Nurse Ashley Blevins told NBC affiliate KYTV of Springfield that in the last year staff has been spit on, verbally harassed, and, in some cases, attacked.

“Working in the emergency department, a lot of times our patients are becoming increasingly violent lately,” she said. “So it’s nice that we have the chance to press our button and security knows exactly where we are. And if we end up having to chase a patient down, they know where our last location is.”

Blevins said she thinks the Covid-19 pandemic and hospitals being overwhelmed has played a part in the increase in assaults.

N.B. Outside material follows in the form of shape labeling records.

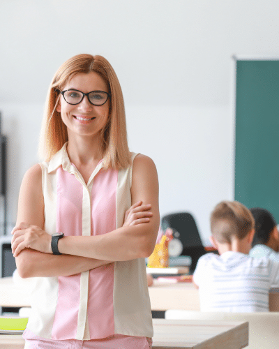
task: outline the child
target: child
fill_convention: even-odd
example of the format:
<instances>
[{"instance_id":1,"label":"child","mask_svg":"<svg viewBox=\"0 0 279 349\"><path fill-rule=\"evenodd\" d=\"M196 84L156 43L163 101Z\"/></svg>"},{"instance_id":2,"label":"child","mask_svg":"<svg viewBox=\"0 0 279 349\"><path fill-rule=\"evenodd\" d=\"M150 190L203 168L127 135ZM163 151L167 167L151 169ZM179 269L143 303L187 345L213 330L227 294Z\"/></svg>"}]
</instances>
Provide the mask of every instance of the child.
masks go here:
<instances>
[{"instance_id":1,"label":"child","mask_svg":"<svg viewBox=\"0 0 279 349\"><path fill-rule=\"evenodd\" d=\"M211 242L220 255L201 257L193 276L202 311L269 311L269 288L279 284L279 263L248 253L254 218L237 201L223 201L211 216Z\"/></svg>"},{"instance_id":2,"label":"child","mask_svg":"<svg viewBox=\"0 0 279 349\"><path fill-rule=\"evenodd\" d=\"M279 262L279 232L276 221L267 209L250 209L255 219L255 235L250 251L251 257L268 258Z\"/></svg>"}]
</instances>

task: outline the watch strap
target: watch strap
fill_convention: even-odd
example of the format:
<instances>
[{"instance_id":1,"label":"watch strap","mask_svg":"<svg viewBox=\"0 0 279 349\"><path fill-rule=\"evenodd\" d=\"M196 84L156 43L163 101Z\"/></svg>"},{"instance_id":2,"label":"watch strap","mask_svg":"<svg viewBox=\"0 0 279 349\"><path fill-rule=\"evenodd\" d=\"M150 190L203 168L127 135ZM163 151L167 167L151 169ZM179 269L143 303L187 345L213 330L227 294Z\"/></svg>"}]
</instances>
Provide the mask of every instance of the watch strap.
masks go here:
<instances>
[{"instance_id":1,"label":"watch strap","mask_svg":"<svg viewBox=\"0 0 279 349\"><path fill-rule=\"evenodd\" d=\"M61 235L52 235L52 251L54 255L61 255L58 249L58 240L64 236L63 234Z\"/></svg>"}]
</instances>

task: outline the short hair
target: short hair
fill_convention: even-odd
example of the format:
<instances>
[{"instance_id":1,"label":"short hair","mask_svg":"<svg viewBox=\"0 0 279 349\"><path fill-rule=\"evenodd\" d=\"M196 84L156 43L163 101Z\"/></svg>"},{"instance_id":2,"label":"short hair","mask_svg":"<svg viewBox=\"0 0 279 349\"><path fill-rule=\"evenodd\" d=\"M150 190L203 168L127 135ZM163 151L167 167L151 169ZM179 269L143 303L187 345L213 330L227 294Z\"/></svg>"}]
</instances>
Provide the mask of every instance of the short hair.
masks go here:
<instances>
[{"instance_id":1,"label":"short hair","mask_svg":"<svg viewBox=\"0 0 279 349\"><path fill-rule=\"evenodd\" d=\"M126 168L130 164L130 154L122 90L112 66L102 56L86 54L74 56L63 63L55 73L47 96L39 155L45 161L50 161L68 141L66 126L56 110L60 91L77 74L91 72L97 73L105 80L111 95L108 121L101 131L100 151L104 156L105 168Z\"/></svg>"},{"instance_id":2,"label":"short hair","mask_svg":"<svg viewBox=\"0 0 279 349\"><path fill-rule=\"evenodd\" d=\"M211 213L213 237L220 243L231 243L233 237L243 239L255 226L250 210L238 201L222 201Z\"/></svg>"},{"instance_id":3,"label":"short hair","mask_svg":"<svg viewBox=\"0 0 279 349\"><path fill-rule=\"evenodd\" d=\"M267 209L255 207L250 209L255 219L255 235L252 246L266 244L274 227L277 225L273 215Z\"/></svg>"}]
</instances>

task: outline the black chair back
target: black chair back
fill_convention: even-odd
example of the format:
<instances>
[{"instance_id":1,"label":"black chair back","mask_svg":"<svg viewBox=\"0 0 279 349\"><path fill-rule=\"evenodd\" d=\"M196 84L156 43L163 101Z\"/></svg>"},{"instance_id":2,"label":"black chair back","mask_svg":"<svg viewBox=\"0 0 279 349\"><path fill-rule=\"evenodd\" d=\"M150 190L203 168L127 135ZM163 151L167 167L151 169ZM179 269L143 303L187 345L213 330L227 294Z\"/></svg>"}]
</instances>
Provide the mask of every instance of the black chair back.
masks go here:
<instances>
[{"instance_id":1,"label":"black chair back","mask_svg":"<svg viewBox=\"0 0 279 349\"><path fill-rule=\"evenodd\" d=\"M206 253L194 217L188 212L167 214L162 218L161 225L164 231L172 228L179 232L179 239L183 246L181 255L191 258L190 273L193 274L199 257Z\"/></svg>"}]
</instances>

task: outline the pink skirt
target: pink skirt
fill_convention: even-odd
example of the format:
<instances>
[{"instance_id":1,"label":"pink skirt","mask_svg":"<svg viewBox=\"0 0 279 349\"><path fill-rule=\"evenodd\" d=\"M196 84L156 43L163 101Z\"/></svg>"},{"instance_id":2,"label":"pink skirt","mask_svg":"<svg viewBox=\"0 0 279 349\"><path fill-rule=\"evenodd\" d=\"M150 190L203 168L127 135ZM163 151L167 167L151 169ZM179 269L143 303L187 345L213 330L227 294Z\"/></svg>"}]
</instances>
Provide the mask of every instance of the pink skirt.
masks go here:
<instances>
[{"instance_id":1,"label":"pink skirt","mask_svg":"<svg viewBox=\"0 0 279 349\"><path fill-rule=\"evenodd\" d=\"M29 329L23 334L24 349L151 349L152 339L114 334L101 339L54 341L39 337Z\"/></svg>"}]
</instances>

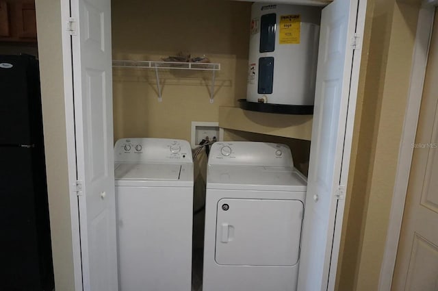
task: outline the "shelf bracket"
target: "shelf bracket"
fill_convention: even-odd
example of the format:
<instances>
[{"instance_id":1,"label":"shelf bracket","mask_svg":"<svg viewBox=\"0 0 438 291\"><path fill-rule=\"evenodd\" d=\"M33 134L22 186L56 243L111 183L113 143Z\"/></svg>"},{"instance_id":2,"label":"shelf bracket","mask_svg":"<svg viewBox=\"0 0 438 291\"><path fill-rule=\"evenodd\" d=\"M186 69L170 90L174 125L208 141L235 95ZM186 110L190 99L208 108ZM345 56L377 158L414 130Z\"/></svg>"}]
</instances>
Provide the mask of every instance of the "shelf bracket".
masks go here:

“They come in here and then they have to sit in here because everywhere’s full," she said about the patients. "We have no placements to put anybody and that’s just frustrating on the patients, it’s frustrating on us. I think that’s increasing a lot of violence. “

The panic buttons were financially backed by the Skaggs Foundation, a charity in Branson. The foundation awarded the hospital a grant of more than $132,000.

Skaggs Legacy Endowment Grant Committee Chairman Nita Jane Ayres said backing the program was a no-brainer.

“This project protects our No. 1 resource – our health care workers,” Ayres said in a statement. “Our health care workers already sacrifice so much but their safety should never be sacrificed.”

The foundation said the money will help roughly 400 workers in the emergency room and inpatient rooms receive a panic button on their badge. When the button is pressed, a personal tracing system will be activated and security is notified. A pop-up alert will also appear on hospital computers which shows the worker's exact location using a wireless system throughout the hospital.

The tracing system will be updated if the employee moves after pushing the button, the foundation said.

Cox Medical Center Branson plans to begin using the panic buttons by the end of the year.